La réforme religieuse qui supprime le baptême par immersion complète au
profit de la simple aspersion du fait du mouvement massif de christianisation
en fait lancée par le baptême des nouveaux nés pour les protéger dans leur vie
future. Mais cette massive transformation spirituelle et religieuse de l’Europe
se fait par une réforme beaucoup plus profonde.
Le passage des alleux et alleutiers à la propriété féodale du fief et des
serfs qui ne sont pas libres pour pouvoir appliquer la réforme religieuse et la
réforme agricole sur l’entier du territoire sous la direction des Bénédictins. Les
serfs sont attachés à la terre qui leur est confiée pour culture moyennant
l’abandon au profit du seigneur d’une partie de la récolte. Heureux étaient
ceux qui devaient abandonner un pourcentage de la récolte. Malheur à ceux qui
devaient abandonner une quantité fixe de produits. Les mauvaises années
causaient dans le deuxième cas des situations de disette sinon de famine.
On ne dit pas non plus que cette
réforme impose le respect des cinquante-deux dimanches, plus les trois semaines
de fête religieuse (Nativité, Passion, Assomption) plus l’Ascension plus courte,
soit entre soixante-quinze et quatre-vingts jours non travaillés, plus le
respect des angélus.
Le livre de dit rien de la réforme agraire avec une invention, le collier
pour le cheval, et le retour en force de la charrue au soc métallique des
Celtes, la rotation des récoltes, la jachère, la fumure, etc. Sans compter les
nouvelles cultures comme le chanvre et le métier à tisser que l’on va retrouver
chez de nombreux serfs leur permettant de développer un petit artisan personnel
et un petit revenu supplémentaire qui va alimenter les marchés en toile mais
aussi en pouvoir d’achat.
De même la réforme commerciale n’est pas abordée car le mouvement de la
Paix de Dieu lancée par les évêques d’Auvergne au 10ème siècle n’est
pas mentionné. Or c’est ce mouvement qui va permettre le développement des
marchés et des foires européennes avec la protection des marchands dans leurs
déplacements et dans leur séjour sur les marchés et foires.

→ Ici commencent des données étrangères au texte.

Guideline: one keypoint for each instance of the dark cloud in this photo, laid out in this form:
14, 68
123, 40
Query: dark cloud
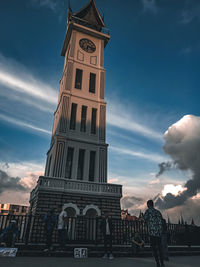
183, 146
10, 183
130, 201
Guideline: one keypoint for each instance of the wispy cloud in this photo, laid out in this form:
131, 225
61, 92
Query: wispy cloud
149, 6
18, 79
51, 4
138, 154
23, 124
29, 86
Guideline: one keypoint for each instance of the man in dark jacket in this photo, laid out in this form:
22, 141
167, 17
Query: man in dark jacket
107, 231
153, 219
50, 222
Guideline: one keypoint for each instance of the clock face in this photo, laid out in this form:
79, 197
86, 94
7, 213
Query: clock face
87, 45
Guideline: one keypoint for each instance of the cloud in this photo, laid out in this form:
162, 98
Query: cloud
149, 6
20, 80
10, 183
23, 124
51, 4
138, 154
164, 166
182, 144
130, 201
17, 178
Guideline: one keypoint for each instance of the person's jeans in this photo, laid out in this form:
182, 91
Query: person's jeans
164, 246
49, 234
156, 246
108, 242
62, 238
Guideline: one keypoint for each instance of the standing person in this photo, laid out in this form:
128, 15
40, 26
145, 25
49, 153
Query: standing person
50, 222
164, 241
62, 223
107, 230
153, 219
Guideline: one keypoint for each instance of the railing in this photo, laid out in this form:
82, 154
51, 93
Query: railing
76, 186
84, 230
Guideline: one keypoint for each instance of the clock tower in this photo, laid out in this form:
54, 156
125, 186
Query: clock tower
76, 166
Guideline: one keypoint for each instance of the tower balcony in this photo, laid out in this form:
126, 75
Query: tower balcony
76, 186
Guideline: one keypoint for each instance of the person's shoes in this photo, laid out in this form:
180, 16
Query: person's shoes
105, 256
111, 257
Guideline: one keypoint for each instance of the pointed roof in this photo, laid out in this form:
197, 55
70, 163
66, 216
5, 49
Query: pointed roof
90, 14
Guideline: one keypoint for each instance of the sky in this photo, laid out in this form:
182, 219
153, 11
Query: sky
152, 93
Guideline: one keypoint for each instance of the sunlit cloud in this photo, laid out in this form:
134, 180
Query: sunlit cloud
138, 154
173, 189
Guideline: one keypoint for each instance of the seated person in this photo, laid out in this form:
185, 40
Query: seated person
137, 243
9, 234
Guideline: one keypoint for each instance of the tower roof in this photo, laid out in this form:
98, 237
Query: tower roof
88, 14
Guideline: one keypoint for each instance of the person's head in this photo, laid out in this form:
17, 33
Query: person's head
52, 211
150, 204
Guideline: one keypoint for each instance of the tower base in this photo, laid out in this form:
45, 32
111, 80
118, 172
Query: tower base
76, 197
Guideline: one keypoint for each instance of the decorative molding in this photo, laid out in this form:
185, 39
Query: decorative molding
102, 123
80, 55
93, 60
72, 205
94, 207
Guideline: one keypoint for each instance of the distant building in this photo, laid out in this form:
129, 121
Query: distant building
7, 208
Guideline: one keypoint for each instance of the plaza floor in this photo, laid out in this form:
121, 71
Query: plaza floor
192, 261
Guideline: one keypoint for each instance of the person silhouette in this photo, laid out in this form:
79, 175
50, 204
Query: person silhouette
153, 219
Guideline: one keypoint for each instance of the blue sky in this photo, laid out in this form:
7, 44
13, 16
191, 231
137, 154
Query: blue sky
152, 81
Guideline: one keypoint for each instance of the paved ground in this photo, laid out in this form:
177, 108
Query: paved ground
193, 261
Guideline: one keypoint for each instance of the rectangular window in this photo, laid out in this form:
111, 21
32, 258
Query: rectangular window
73, 116
80, 164
49, 166
83, 119
92, 166
93, 121
78, 79
70, 154
92, 82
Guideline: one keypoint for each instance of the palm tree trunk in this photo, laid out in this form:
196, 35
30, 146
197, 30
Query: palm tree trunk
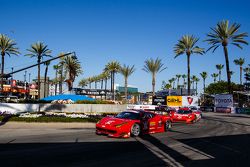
204, 85
126, 89
228, 69
106, 80
219, 75
188, 65
153, 84
241, 75
2, 71
45, 81
38, 76
56, 83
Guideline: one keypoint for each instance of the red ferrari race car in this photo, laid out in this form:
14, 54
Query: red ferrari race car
133, 123
185, 115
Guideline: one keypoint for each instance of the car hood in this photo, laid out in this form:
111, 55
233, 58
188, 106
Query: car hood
112, 121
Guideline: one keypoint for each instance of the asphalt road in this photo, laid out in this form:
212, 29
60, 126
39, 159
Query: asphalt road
216, 140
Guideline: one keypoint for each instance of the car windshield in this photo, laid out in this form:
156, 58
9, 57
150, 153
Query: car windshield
128, 115
184, 111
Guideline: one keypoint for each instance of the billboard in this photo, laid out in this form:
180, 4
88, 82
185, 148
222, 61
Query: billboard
223, 100
174, 101
190, 101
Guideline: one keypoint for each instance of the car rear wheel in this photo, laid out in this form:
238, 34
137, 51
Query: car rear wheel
168, 125
135, 130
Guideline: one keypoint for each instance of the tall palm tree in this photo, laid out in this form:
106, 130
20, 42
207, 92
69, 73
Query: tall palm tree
38, 50
45, 78
56, 67
126, 71
153, 66
204, 76
223, 35
178, 78
112, 67
240, 63
73, 68
196, 80
214, 75
7, 46
193, 78
184, 76
219, 67
187, 45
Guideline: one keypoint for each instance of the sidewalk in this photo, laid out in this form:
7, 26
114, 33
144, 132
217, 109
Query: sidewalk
50, 125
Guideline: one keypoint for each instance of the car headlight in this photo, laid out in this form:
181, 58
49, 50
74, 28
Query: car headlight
121, 124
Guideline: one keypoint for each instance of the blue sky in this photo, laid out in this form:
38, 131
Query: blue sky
129, 31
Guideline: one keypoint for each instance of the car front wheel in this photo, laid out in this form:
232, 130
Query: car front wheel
135, 130
168, 125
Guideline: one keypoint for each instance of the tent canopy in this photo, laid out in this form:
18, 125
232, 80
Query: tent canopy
68, 96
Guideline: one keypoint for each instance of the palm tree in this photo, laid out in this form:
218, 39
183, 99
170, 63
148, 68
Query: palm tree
214, 75
178, 78
193, 78
73, 68
171, 82
204, 76
45, 78
7, 46
153, 66
113, 67
38, 50
240, 62
83, 82
184, 76
186, 45
222, 35
219, 67
196, 80
126, 71
56, 67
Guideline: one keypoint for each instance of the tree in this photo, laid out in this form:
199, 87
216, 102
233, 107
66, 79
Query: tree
45, 78
221, 87
38, 50
7, 46
187, 45
73, 69
56, 67
223, 35
214, 75
153, 66
196, 80
126, 71
112, 67
219, 67
240, 63
178, 78
184, 76
204, 76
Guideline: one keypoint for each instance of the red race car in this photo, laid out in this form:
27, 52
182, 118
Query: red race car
133, 123
185, 115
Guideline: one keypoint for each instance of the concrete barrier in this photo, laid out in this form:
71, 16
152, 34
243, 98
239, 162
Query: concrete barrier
76, 108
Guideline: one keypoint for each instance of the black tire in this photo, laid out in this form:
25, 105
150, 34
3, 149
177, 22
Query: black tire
135, 130
167, 125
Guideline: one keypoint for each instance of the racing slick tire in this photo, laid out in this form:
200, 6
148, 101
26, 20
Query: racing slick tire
168, 125
135, 130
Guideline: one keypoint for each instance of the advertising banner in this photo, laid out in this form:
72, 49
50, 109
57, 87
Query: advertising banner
223, 100
189, 101
174, 101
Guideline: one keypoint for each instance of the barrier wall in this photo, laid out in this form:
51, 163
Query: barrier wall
18, 108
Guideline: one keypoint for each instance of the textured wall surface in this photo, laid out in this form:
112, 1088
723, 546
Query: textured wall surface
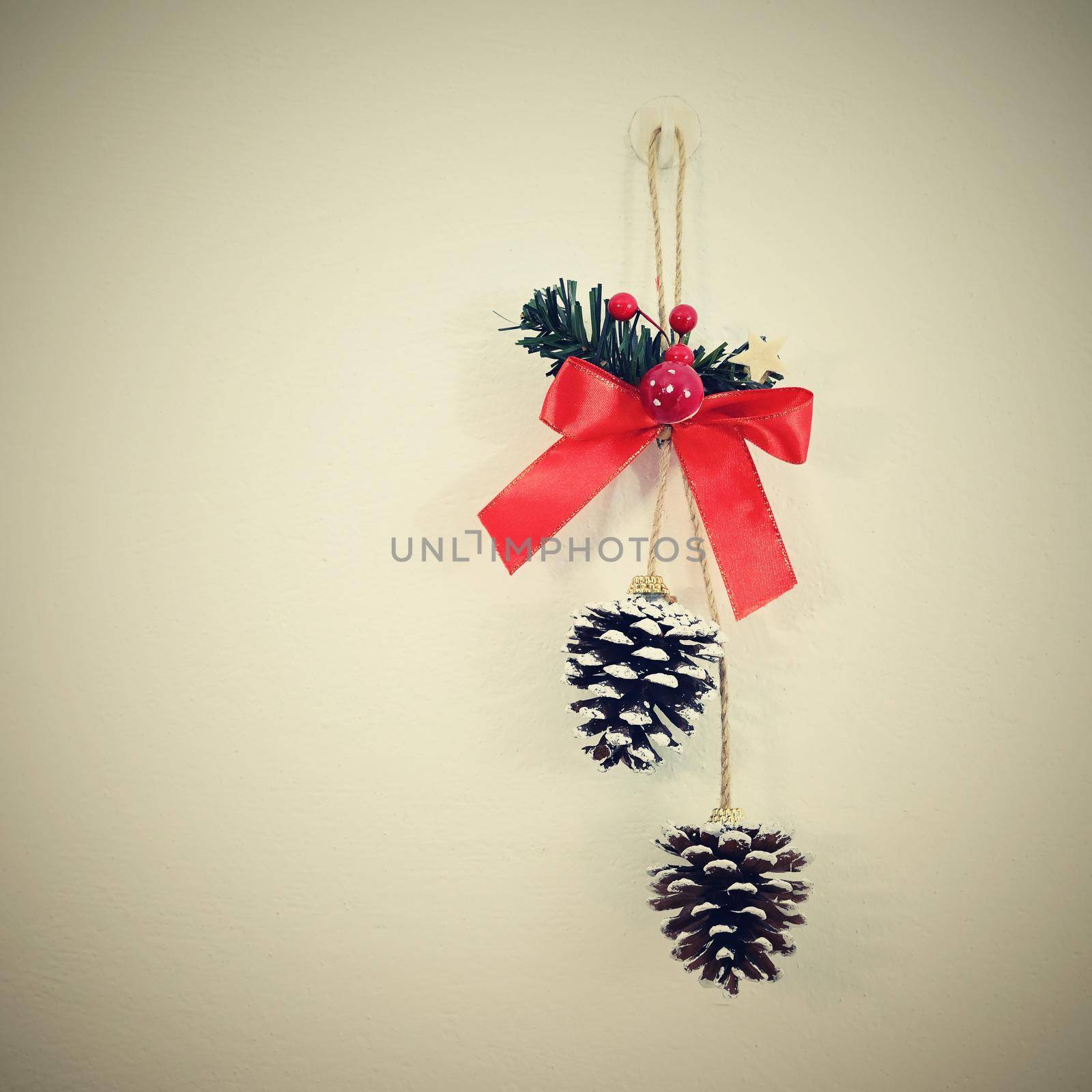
278, 813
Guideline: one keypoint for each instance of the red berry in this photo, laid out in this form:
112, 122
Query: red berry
680, 354
671, 392
622, 306
682, 319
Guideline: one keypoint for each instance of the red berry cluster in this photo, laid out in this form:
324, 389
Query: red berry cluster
672, 391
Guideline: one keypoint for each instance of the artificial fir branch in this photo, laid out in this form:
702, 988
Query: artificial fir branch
558, 330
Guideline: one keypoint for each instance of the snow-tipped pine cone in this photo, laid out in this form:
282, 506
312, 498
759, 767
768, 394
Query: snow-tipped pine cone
638, 658
733, 895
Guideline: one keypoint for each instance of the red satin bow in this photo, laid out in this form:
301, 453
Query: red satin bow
604, 429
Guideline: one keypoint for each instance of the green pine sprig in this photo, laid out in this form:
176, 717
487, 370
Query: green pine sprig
557, 330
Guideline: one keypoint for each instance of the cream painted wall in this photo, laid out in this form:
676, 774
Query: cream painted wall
278, 813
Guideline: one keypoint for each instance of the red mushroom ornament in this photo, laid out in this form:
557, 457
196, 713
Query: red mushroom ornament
671, 392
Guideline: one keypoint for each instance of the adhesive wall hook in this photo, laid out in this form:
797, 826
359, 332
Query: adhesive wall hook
665, 114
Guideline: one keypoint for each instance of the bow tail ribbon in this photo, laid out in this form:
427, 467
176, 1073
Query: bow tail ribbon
740, 527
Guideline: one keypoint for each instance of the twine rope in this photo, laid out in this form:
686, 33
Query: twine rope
665, 445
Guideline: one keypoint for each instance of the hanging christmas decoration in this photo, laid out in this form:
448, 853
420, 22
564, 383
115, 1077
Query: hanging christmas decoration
620, 382
640, 661
732, 893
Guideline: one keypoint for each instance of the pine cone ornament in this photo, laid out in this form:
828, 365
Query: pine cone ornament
732, 895
638, 658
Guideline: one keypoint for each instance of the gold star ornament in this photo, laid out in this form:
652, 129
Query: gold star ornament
760, 356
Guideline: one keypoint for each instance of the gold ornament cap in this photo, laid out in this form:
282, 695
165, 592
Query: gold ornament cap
648, 586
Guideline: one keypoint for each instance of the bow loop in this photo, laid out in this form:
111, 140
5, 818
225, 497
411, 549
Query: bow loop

Pas de mention de la réforme proto-industrielle des moulins à eau
principalement pour le grain, l’huile, le tan (des tanneries), le chanvre
(fibre et toile) et plus tard le papier ramené des Croisades. C’est cette
réforme proto-industrielle, que certains appellent une révolution, qui explique
le succès de la réforme religieuse et sociale en remplaçant le travail humain
par le travail mécanique.
C’est aussi ces moulins qui vont amener le vélin sur le marché européen et
cela va permettre la première étape de l’écrit dans cette société avec les
manuscrits enluminés de ce Moyen Âge seulement possible avec ce vélin « bon
marché » et léger, et ce sous le contrôle des scriptorium des monastères
et donc de l’église.
Sans ces trois ou quatre siècles du Haut Moyen Âge rien de la suite n’est
compréhensible. La Renaissance est dans le développement de la proto-industrie
avec les moulins en propriétés partagée entre les seigneurs locaux et l’église :
le développement commercial est là en germe dans ces activités et leurs profits.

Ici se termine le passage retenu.